Underwood next claims that the requirement that each marijuana plant be treated as the equivalent of a kilogram of marijuana for sentencing purposes, see 21 U.S.C. § 841(b)(1)(B)(vii); U.S.S.G. § 2D1.1(c), violates his due process rights. Underwood's expert testified that under ideal conditions, a marijuana plant could produce a kilogram of marijuana; that an average marijuana plant produces about a quarter of a kilogram; and that Underwood's marijuana plants would probably have produced about a twentieth of a kilogram. Underwood concedes that the statute and Guideline provision must be reviewed under a rational basis standard; his argument is that there is no rational basis for equating a marijuana plant with a kilogram of marijuana, because an average marijuana plant yields less than that amount.
All six courts of appeals that have confronted the issue have rejected a constitutional challenge to the one plant/one kilogram equivalence. See United States v. Holmes, 961 F.2d 599 (6th Cir.1992); United States v. Webb, 945 F.2d 967 (7th Cir.1991), cert. denied, --- U.S. ----, 112 S.Ct. 1228, 117 L.Ed.2d 463 (1992); United States v. Smith, 961 F.2d 1389 (8th Cir.1992); United States v. Belden, 957 F.2d 671 (9th Cir.1992); United States v. Lee, 957 F.2d 778 (10th Cir.1992); United States v. Osburn, 955 F.2d 1500 (11th Cir.1992). These courts have concluded that Congress, in order to further its objective that growers be punished more severely than mere distributors, could rationally create an irrebuttable presumption that each marijuana plant be treated as the equivalent of a kilogram of marijuana, even though an average plant might produce less than that amount. We agree with this conclusion, and align ourselves with those courts that have upheld the one plant/one kilogram equivalence.

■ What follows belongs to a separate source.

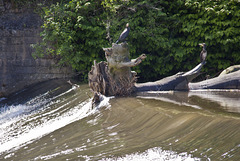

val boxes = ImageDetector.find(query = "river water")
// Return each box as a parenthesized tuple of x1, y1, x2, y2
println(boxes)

Underwood's final claim is that he was denied effective assistance of counsel at sentencing, because his lawyer failed to move for a downward departure based upon (1) the fact that the Sentencing Guidelines provide for a ten-year minimum sentence for those in Underwood's position, while the Government promised him a minimum sentence of five years in the plea agreement; (2) the fact that the Sentencing Guidelines require that each marijuana plant be treated as the equivalent of one kilogram of marijuana, even though his plants would have produced less than that amount; (3) the fact that Underwood was not a major distributor; and (4) the "unusual" reason for his cultivation of the plants--namely, "to develop a strain of marijuana optimally suited to self-medicate his hypertension, anxiety, and other psychological disorders," Appellant's Br. at 13. Underwood contends that these factors constitute "mitigating circumstance[s] of a kind ... not adequately taken into consideration by the Sentencing Commission," 18 U.S.C. § 3553(b), and that his lawyer's failure to request a departure based upon them, see U.S.S.G. § 5K2.0, rendered her assistance ineffective under Strickland v. Washington, 466 U.S. 668, 104 S.Ct. 2052, 80 L.Ed.2d 674 (1984).
"We ordinarily require claims of ineffective assistance to be first presented in the District Court in 28 U.S.C. § 2255 proceedings." United States v. Grandison, 783 F.2d 1152, 1156 (4th Cir.), cert. denied, 479 U.S. 845, 107 S.Ct. 160, 93 L.Ed.2d 99 (1986). However, "[w]hen the record supports [an ineffective assistance claim], we may confront the issue on direct appeal." United States v. Tatum, 943 F.2d 370, 380 (4th Cir.1991). This is not such a case, and we therefore reject Underwood's ineffective assistance claim without prejudice.
For the reasons stated, Underwood's sentence is affirmed.